UK negative equity claims exaggerated
Claims have recently been made that a 10% fall in house prices would plunge three million households into negative equity.
In the early 1990s housing market downturn, when house prices on the Halifax measure fell by 13% from peak to trough, negative equity is estimated to have affected about 1.5 million households. Loan to value ratios in the 1980s housing boom were higher than in recent years.
A 10% fall in house prices would return them to their level in spring 2006. Four million new mortgages – both loans for house purchase and remortgages – have been extended since March 2006. Fewer than one million of these mortgages will be on an original loan-to-value ratio of more than 90%. (Even Northern Rock kept the share of 90%+ LTV loans below a quarter in 2006 and 2007.) A significant proportion of this one million would remain in positive equity even if prices fell 10% (e.g. borrowers who purchased or remortgaged in 2006 on LTVs close to 90%).
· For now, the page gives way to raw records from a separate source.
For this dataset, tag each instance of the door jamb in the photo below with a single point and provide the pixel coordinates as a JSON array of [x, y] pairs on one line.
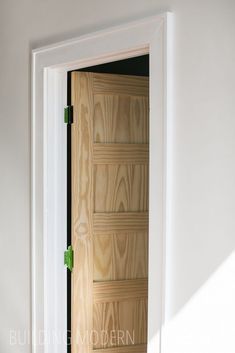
[[50, 65]]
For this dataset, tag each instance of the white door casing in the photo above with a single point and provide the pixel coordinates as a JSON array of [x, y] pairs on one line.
[[50, 65]]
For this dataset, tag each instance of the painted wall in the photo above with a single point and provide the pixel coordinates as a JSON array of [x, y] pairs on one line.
[[200, 288]]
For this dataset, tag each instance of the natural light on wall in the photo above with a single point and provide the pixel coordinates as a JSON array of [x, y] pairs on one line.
[[206, 323]]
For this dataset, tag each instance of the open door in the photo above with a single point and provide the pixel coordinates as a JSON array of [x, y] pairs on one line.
[[109, 212]]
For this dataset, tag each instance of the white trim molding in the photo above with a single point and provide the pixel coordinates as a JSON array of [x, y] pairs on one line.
[[49, 94]]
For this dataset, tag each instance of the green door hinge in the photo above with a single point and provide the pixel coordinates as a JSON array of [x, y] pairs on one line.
[[68, 258], [68, 114]]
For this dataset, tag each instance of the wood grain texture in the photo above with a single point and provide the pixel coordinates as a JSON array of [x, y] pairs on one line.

In a recent speech, MPC member Kate Barker referred to Bank of England calculations indicating 5% of mortgagors would be in negative equity in the event of a 15% fall in house prices. (The analysis is based on the 2007 NMG Research survey of household finances.) With 11.8 million mortgages outstanding at the end of 2007, this implies about 600,000 households. With a 10% decline, the figure would be less than half a million.